Соратники замерли при этом. Никто из них, кроме Троцкого, не знал, как умножить 9х8, а Ленин уже знал. А вот 99х8 вождь мировой революции все еще не умел, и ему предстояло это усвоить.
— Вот что, товарищи. Вы все свободны. Если ваши жены также грамотны и талантливы, как моя Надежда Константиновна, то можете заняться самообразованием в домашних условиях. Партия вам не запрещает. Я плохо стал спать ночами. Все думаю, что нашу интеллигенцию, а она слишком задирает нос, следует отправить за границу… на вечные
— Чэловэчэских душ, — подсказал Джугашвили.
Бронштейн уже был в дверях и с революционным размахом открыл ее так, что она ударилась о стену и снова закрылась. Апфельбаум заморгал глазами от страха, а Джугашвили загадочно улыбнулся, потирая подбородок.
— Ти, Бронштейн, учись, как надо открывать дверь, если ти претендуешь на роль второго вождя мировой…революсий, — сказал Сталин, раскуривая трубку.
— Кажется, это больше к тебе относится, товарищ Коба, — парировал Троцкий. — Но история все расставит на свои места.
— Кто скажет, сколько будет пятью семь, т. е. пять умножить на семь? — спросила Крупская.
— А сколко вам надо? — спросил Сталин и все громко засмеялись.
На этом великие люди России покинули квартиру Ильича.

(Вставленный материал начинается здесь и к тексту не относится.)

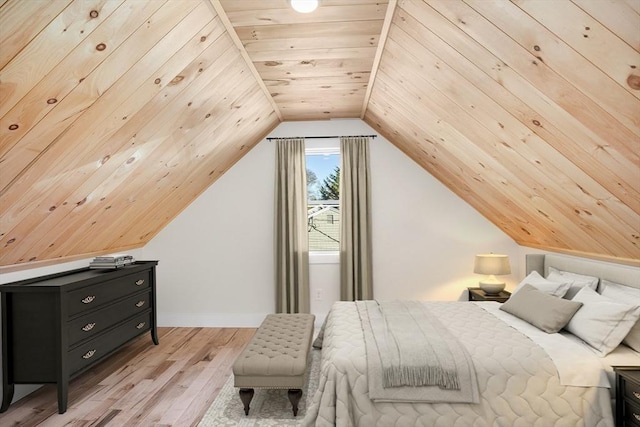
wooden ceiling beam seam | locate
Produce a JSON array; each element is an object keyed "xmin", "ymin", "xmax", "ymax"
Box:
[
  {"xmin": 360, "ymin": 0, "xmax": 398, "ymax": 119},
  {"xmin": 202, "ymin": 0, "xmax": 282, "ymax": 121}
]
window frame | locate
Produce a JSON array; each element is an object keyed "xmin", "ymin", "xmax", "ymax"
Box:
[{"xmin": 304, "ymin": 138, "xmax": 342, "ymax": 264}]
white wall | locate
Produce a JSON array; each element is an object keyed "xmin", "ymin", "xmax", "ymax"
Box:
[{"xmin": 142, "ymin": 119, "xmax": 520, "ymax": 326}]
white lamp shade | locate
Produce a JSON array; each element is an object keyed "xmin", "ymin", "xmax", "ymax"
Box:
[
  {"xmin": 473, "ymin": 254, "xmax": 511, "ymax": 275},
  {"xmin": 289, "ymin": 0, "xmax": 318, "ymax": 13}
]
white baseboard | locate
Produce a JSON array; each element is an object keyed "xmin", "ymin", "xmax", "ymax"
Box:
[
  {"xmin": 158, "ymin": 313, "xmax": 268, "ymax": 328},
  {"xmin": 158, "ymin": 313, "xmax": 327, "ymax": 329}
]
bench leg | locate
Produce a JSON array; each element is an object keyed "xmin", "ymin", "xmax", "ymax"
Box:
[
  {"xmin": 288, "ymin": 388, "xmax": 302, "ymax": 417},
  {"xmin": 240, "ymin": 388, "xmax": 253, "ymax": 415}
]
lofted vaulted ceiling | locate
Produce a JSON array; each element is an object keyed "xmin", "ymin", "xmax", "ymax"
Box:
[{"xmin": 0, "ymin": 0, "xmax": 640, "ymax": 268}]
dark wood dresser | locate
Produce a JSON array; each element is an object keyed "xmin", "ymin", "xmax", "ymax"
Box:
[
  {"xmin": 0, "ymin": 261, "xmax": 158, "ymax": 414},
  {"xmin": 614, "ymin": 366, "xmax": 640, "ymax": 427}
]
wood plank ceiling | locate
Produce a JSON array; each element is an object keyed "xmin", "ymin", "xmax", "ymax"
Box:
[{"xmin": 0, "ymin": 0, "xmax": 640, "ymax": 268}]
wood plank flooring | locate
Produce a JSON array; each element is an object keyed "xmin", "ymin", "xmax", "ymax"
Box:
[{"xmin": 0, "ymin": 328, "xmax": 255, "ymax": 427}]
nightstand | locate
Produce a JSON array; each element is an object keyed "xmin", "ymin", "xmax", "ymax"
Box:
[
  {"xmin": 467, "ymin": 288, "xmax": 511, "ymax": 302},
  {"xmin": 613, "ymin": 366, "xmax": 640, "ymax": 427}
]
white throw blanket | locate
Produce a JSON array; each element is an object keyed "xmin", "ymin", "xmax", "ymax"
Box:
[{"xmin": 356, "ymin": 301, "xmax": 479, "ymax": 403}]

Они отправились по своим бойням, где человеческие головы отделялись от туловища, как лист от яблони в осеннюю пору при легком ветерке.
Еще до того, как послать Инессу на юг, чтоб она там быстро заболела холерой, Ильич сидел у ее ног и путано доказывал, что Николая Второго следовало казнить на Красной площади как когда-то Степана Разина, но он, великий гуманист двадцатого века, помиловал царя и дал ему возможность умереть от революционной пули, поскольку такова была воля народа. А то, что он плясал над отрубленными головами царя и царицы, то он каким-то косвенным образом отомстил за казнь своего брата Александра.
— Ты — дикарь и очень жестокий, — сказала Инесса, не вытирая слез.
— Ради достижения цели все средства хороши, — горячо сказал Ленин. — Пусть погибнет половина России, но коммунизм должен победить во всем мире.
— Мир чужд жестокости, Володя.
— Инесса, у тебя уклон. Я очень прошу тебя: не будем углубляться, а то можем поссориться. Лучше нам говорить о других вещах. А когда революция победит во всем мире, а я стану всемирным вождем пролетариата, ты сама придешь, падешь перед гением на колени, и будешь просить прощения у меня. Ну, прошу тебя. Если у тебя хромает революционный дух, то у тебя прекрасное революционное тело. А мне, гению, это нужно как никогда. Старые памятники у нас повсеместно сносят, а взамен их мы поставим новые. Начнем с Карла Маркса, Энгельса, потом меня в скромном виде, а затем увековечим тебя.
— А Надю?
— Надя подождет. Я боюсь, что у нее глаза вывалятся совсем. Эта проклятая болезнь. Я не развожусь с ней из-за ее болезни.
— Что ты будешь делать с интеллигенцией, которая не признает советской власти?
— Интеллигенция — это отбросы общества. Мы ее уничтожим. На первых порах, руководствуясь принципами социалистического гуманизма, значительную часть вышлем за границу. Часть пошлем осваивать Сибирь и Дальний Восток, часть расстреляем. Вот скажи, что делать Бердяеву в молодой социалистической республике? Он подлец, пишет лучше меня. Он хочет быть лучше Ленина, вождя народов. Разве это допустимо, скажи, Инесса, мой неизменный друг? Вообще-то интеллигенция, любая интеллигенция в государстве это говно. Но я человек добрый, не все это понимают, я решусь на создание советской интеллигенции, которая будет руководствоваться идеями марксизма.